Francois highlighted the safety data for pegcetacoplan in DERBY and OAKS, with just 6% of patients reporting exudations from the eye in the monthly dose cohorts and 4.1% in the every-other-month cohorts. There were two confirmed cases of infectious endophthalmitis and another suspected case among 6,331 injections administered during the studies. Meanwhile, there were 13 cases of intraocular inflammation reported and no retinal vasculitis or retinal vein occlusion reported.
“We came into this program with a drug that we believed would have to be given every month to patients, where there was concern that we may have an increased rate of exudation that was going to be a problem,” Francois said. “The safety here is so good that this is a drug that you’ll want to give to all patients with GA.”

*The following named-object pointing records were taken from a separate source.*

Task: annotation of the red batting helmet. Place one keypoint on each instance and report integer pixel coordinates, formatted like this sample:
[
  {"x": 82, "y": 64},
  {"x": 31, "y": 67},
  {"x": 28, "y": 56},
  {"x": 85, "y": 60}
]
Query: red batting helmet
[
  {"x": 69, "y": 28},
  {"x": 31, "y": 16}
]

Another potential boon to the drug’s case was its effect on what are called extrafoveal lesions, which are early signs of the disease prior to central vision being affected. In a combined exploratory analysis, pegceptacoplan cut the rate of growth for those lesions by 26% (p=<0.0001) for the once-monthly cohorts and 23% (p=0.0002) for the once-every-month cohorts.
So that leaves the ball in the FDA’s court, and it’s unclear exactly how regulators will absorb these conflicting results. It wouldn’t be the first time that missing a primary endpoint hasn’t torpedoed a drug’s chances, and the unmet clinical need and strong safety data could be enough to push the drug over the finish line.
If the FDA does cooperate, it would be the culmination of Apellis’ yearslong drive for GA, a disease Francois described as a “forest fire” in the eye that has so far confounded drug developers. Way back in 2017, Roche saw its own chances in GA collapse after its antibody lampalizumab flopped a key test in GA patients.
But Apellis believes complement factor inhibition could be key, which explains why Alexion — now a part of AstraZeneca — has been dabbling here with its own C5 inhibitor franchise. Empavelis’ approval in PNH in May marked the first major challenge to Alexion’s Soliris, a blockbuster drug for which PNH is the single largest indication.
Prior to its acquisition, Alexion was busy switching most of its patients over to follow-up drug Ultomiris, which sports a matching PNH approval and is working to quickly expand its label to match the older drug.